Regarding the chronology of the three years spent in Damascus we are not furnished with enough detail to outline properly the exact sequence of events. We do know, however, that:
- Upon Paul's conversion he immediately began to preach in the synogogues in Damascus (Acts 9:20)
- Many days later the Jews plotted to kill him (Acts 9:23)
- The daring escape ended Paul's time in Damascus (Acts 9:25)
- The period from Paul's conversion to the dramatic escape lasted three years (Gal 1:18)
- Within his time there, Paul visited Arabia (Gal 1:17)
- We must place this visit somewhere in the middle of the time in Damascus because we are told that Paul returned to Damascus after his visit to Arabia (Gal 1:17)
So, the trip to Arabia happens during Paul's period in Damascus. In fact this is hinted at in the Acts account. Notice that the plot to kill Paul does not begin straight away (immediately after Paul has confounded all the Jews, Act 9:22) but actually many days later (Acts 9:23). The trip to Arabia presents a logical explanation for that delay. The plots against Paul began upon his return to Damascus, following his time in Arabia.
1 Reymond, p67-68 & Bruce, p81-86
2 See also the GNB, NRSV and JB
3 for a longer discourse on this issue refer to Machen p68-74
4 "Having spent a number of days in Damascus, Paul, instead of going to Jerusalem in order to receive from the other apostles—whom he fully acknowledges as such!—instruction in the contents of the gospel, at once decided not to go there. The words, “I did not at once confer with flesh and blood” do not mean “not at once but later,” but rather “I immediately decided not to confer with flesh and blood”; that is, I decided not to consult mere man, man in all his weakness, over against God the Omnipotent (cf. Matt. 16:17; Heb. 2:14; and see N.T.C. on Eph. 6:12). So, Paul did not at that time go to Jerusalem. Literally he writes, “I did not at once put myself upon those who were apostles before me,” seeking their advice or approval. He knew very well that, having seen the Lord and having already received the gospel and the call to proclaim it from him, he was on fully equal terms with the other apostles. So, instead of going to Jerusalem, he had gone to Arabia!"[Hendriksen, W., & Kistemaker, S. J. (1953–2001). Exposition of Galatians (Vol. 8, pp. 55–56). Grand Rapids: Baker Book House.] See also Galatiansp 39–40.
5 Machen p70
6George, T. (1994). Galatians (Vol. 30, pp. 123–124). Nashville: Broadman & Holman Publishers.

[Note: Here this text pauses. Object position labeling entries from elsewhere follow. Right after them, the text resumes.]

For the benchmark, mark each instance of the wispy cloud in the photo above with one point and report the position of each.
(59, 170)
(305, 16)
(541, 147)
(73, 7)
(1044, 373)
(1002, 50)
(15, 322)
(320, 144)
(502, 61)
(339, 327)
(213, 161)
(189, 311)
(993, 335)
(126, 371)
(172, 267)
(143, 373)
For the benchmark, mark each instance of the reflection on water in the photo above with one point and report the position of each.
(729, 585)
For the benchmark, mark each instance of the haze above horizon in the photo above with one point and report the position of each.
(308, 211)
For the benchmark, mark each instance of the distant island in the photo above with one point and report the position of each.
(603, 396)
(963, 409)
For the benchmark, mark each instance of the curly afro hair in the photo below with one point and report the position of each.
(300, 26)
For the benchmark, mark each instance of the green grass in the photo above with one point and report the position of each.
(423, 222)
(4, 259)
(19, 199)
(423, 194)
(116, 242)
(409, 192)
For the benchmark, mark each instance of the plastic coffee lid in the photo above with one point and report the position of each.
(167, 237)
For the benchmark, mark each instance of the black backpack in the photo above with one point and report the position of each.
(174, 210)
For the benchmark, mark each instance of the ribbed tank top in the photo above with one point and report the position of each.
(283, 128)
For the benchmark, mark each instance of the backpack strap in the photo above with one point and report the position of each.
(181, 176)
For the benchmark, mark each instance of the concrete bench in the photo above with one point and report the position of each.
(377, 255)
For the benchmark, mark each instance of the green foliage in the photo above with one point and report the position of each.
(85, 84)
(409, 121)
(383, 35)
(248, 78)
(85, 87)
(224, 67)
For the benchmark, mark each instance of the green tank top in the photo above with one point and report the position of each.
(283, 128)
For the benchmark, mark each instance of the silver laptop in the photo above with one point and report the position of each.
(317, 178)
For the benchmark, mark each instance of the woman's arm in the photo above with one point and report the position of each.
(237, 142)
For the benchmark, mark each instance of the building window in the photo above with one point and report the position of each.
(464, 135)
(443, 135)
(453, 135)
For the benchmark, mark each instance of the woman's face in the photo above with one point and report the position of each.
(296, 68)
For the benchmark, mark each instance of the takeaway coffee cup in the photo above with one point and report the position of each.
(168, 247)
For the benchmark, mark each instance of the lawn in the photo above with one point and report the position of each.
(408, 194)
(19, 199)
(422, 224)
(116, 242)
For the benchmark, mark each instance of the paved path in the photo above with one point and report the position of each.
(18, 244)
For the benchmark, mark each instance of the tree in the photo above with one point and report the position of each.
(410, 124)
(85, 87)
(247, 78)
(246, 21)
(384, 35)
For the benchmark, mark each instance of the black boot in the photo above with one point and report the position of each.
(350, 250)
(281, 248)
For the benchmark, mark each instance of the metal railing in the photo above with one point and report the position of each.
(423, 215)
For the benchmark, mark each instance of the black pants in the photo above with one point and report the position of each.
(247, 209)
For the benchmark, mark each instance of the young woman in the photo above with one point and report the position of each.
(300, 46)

7 Hendriksen, W., & Kistemaker, S. J. (1953–2001). Exposition of Galatians (Vol. 8, p. 56). Grand Rapids: Baker Book House.
8 It should be noted that the term 'Apostle' is not limited in use to refer to the eleven apostles and Paul, see for example Acts 14:14 where Barnabas is called an Apostle.
9 Kistemaker, S. J., & Hendriksen, W. (1953–2001). Exposition of the Acts of the Apostles (Vol. 17, p. 352). Grand Rapids: Baker Book House.